Cases of D(+)HUS and D(-)HUS are described separately, but no comparative
analyses were possible due to small numbers. Descriptive statistics are presented
in proportions and median values with ranges, and/or summarized in text. RESULTS:
Forty seven HUS cases were identified; 38 D(+)HUS and nine D(-)HUS. Renal
complications were common; in the D(+)HUS and D(-)HUS group, 29/38 and 5/9
developed oligoanuria, 22/38 and 3/9 needed dialysis, with hemodialysis used most
often in both groups, and plasma infusion(s) were utilized in 6/38 and 4/9
patients, respectively.
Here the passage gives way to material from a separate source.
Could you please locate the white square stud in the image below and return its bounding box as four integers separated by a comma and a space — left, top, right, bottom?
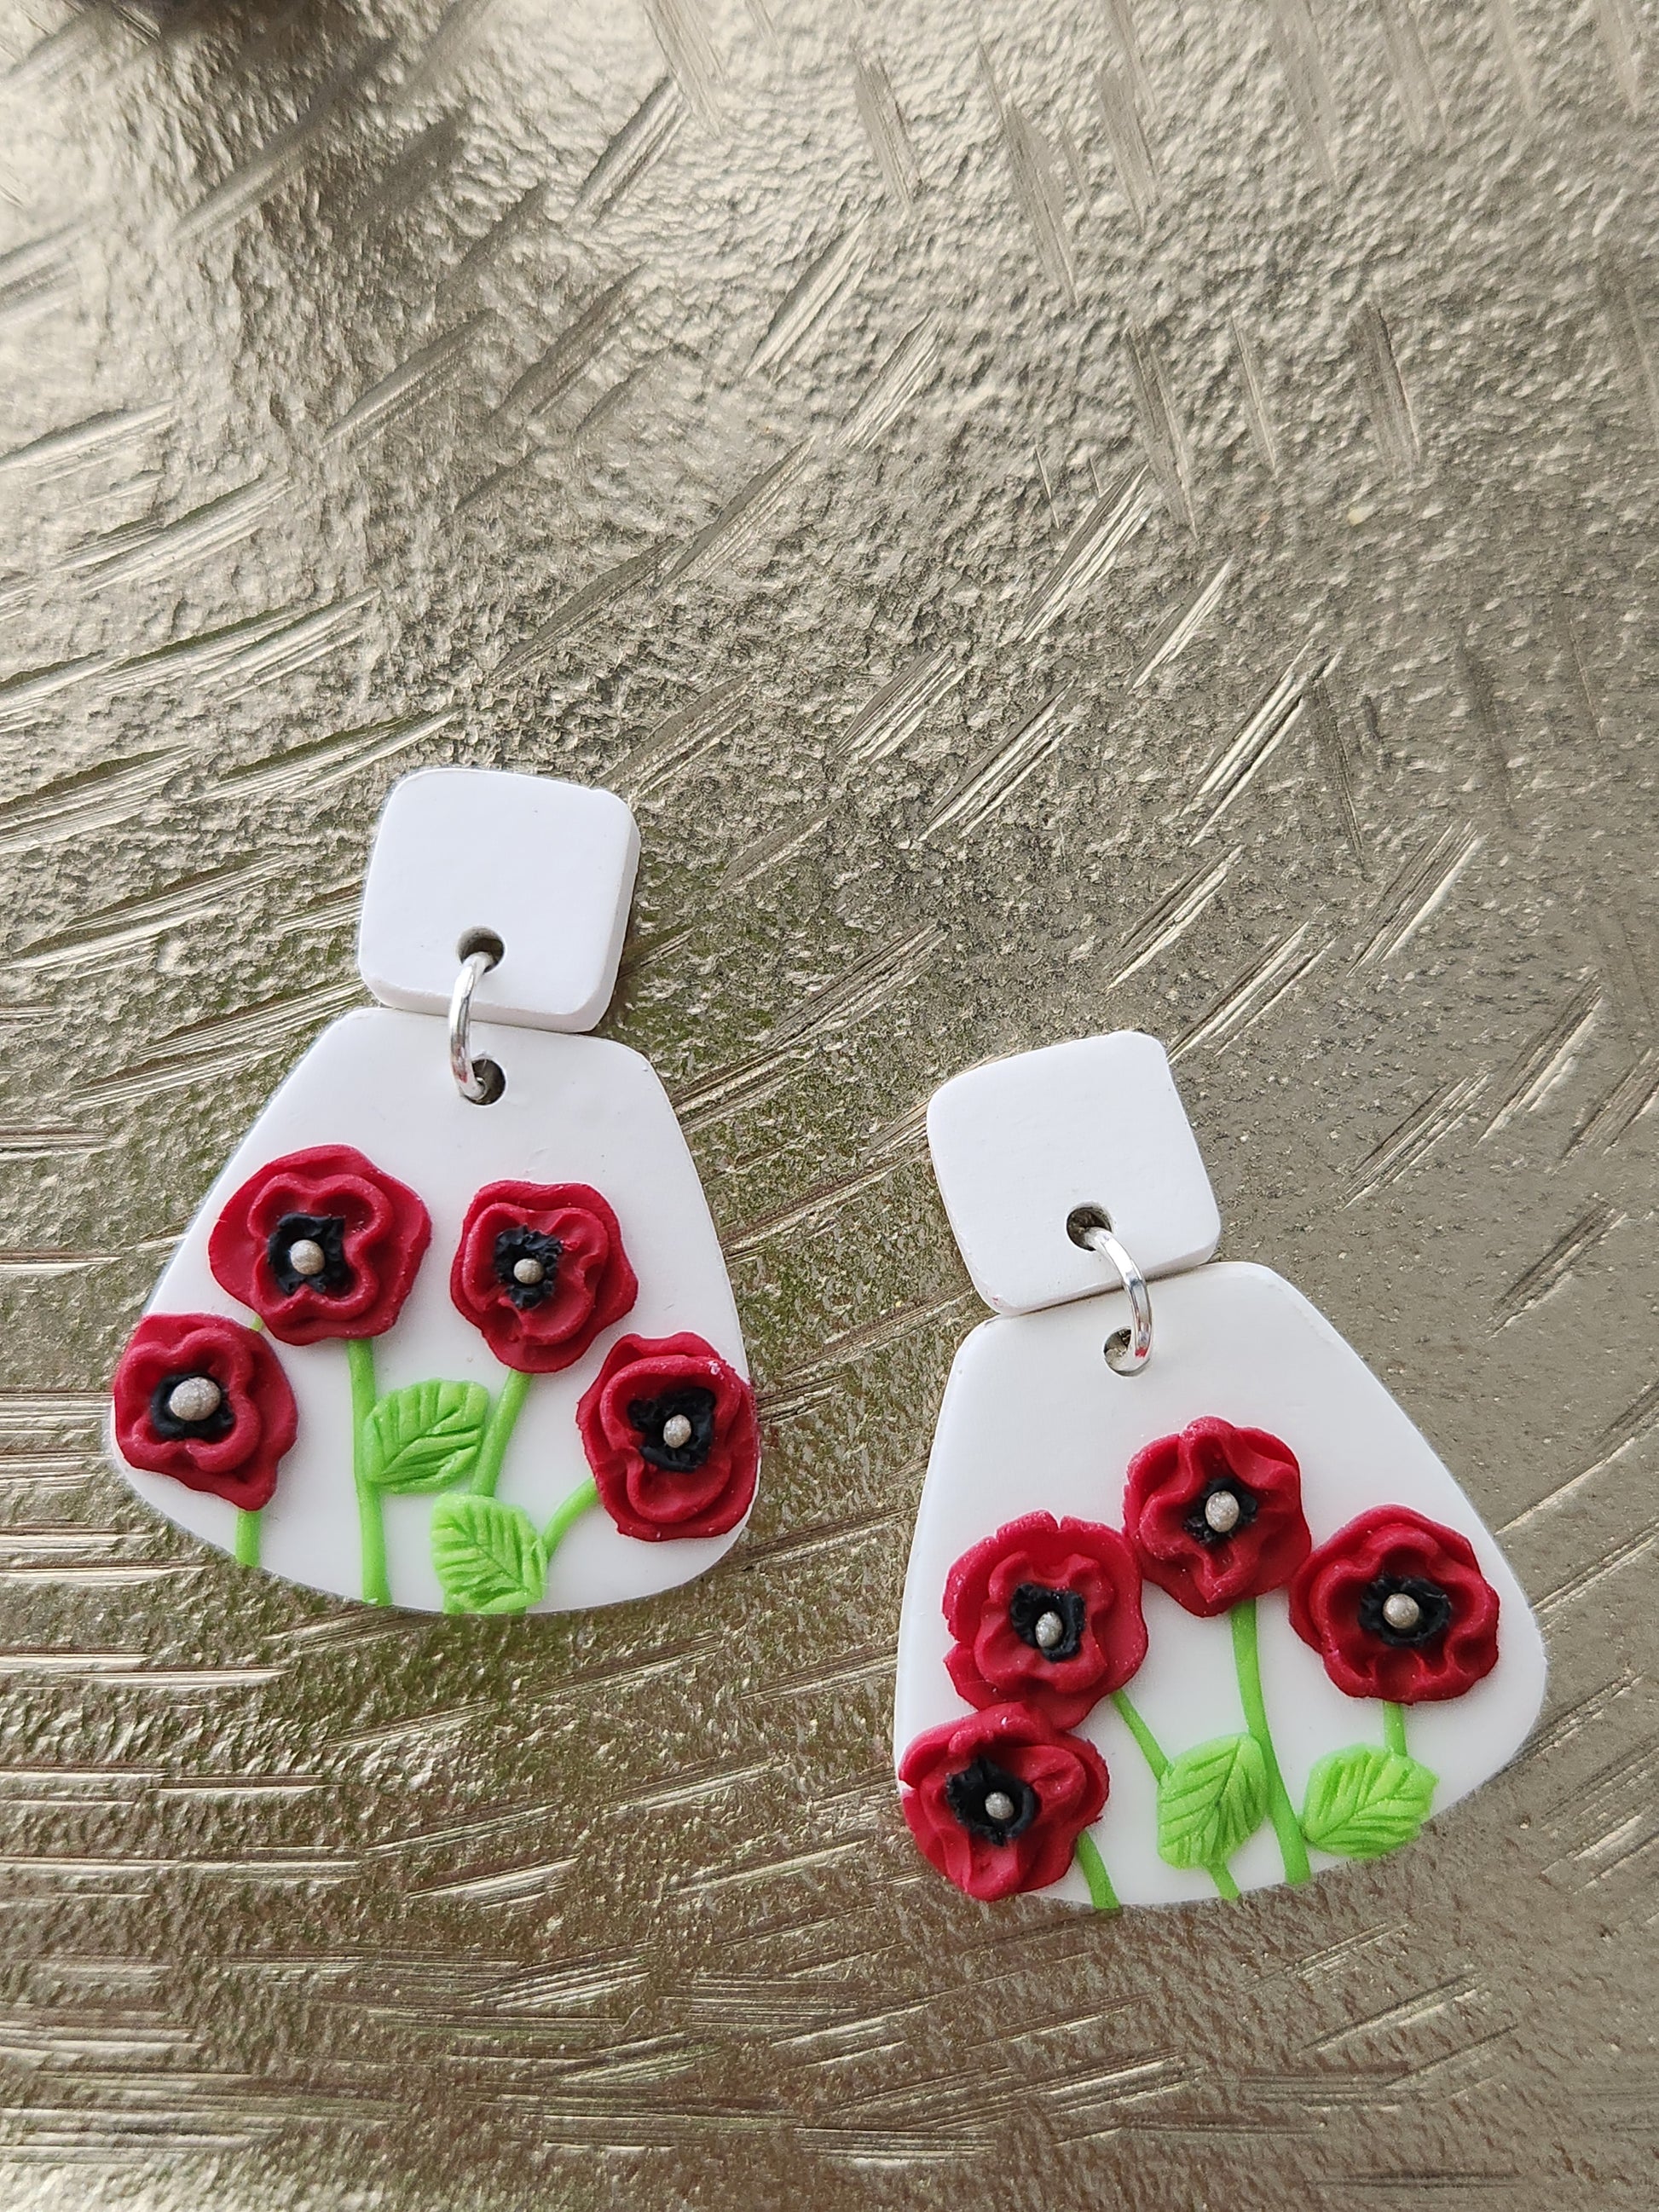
357, 768, 640, 1032
926, 1032, 1222, 1314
Of extra-renal complications, neurological complications
occurred in 9/38 and 2/9, serious gastrointestinal complications in 6/38 and 1/9,
respiratory complications in 10/38 and 2/9, and sepsis in 11/38 and 3/9 cases,
respectively. Cardiac complications were seen in two D(+)HUS cases. In patients
where data on follow up ?1 year after admittance were available, 8/21 and 4/7 had
persistent proteinuria and 5/19 and 4/5 had persistent hypertension in the
D(+)HUS and D(-)HUS group, respectively. Two D(+)HUS and one D(-)HUS patient were
diagnosed with chronic kidney disease and one D(+)HUS patient required a renal
transplantation. Two D(+)HUS patients died in the acute phase (death rate; 5 %).
CONCLUSIONS: The HUS cases had a high rate of complications and sequelae,
including renal, CNS-related, cardiac, respiratory, serious gastrointestinal
complications and sepsis, consistent with other studies. This underlines the
importance of attention to extra-renal manifestations in the acute phase and in
renal long-term follow-up of HUS patients.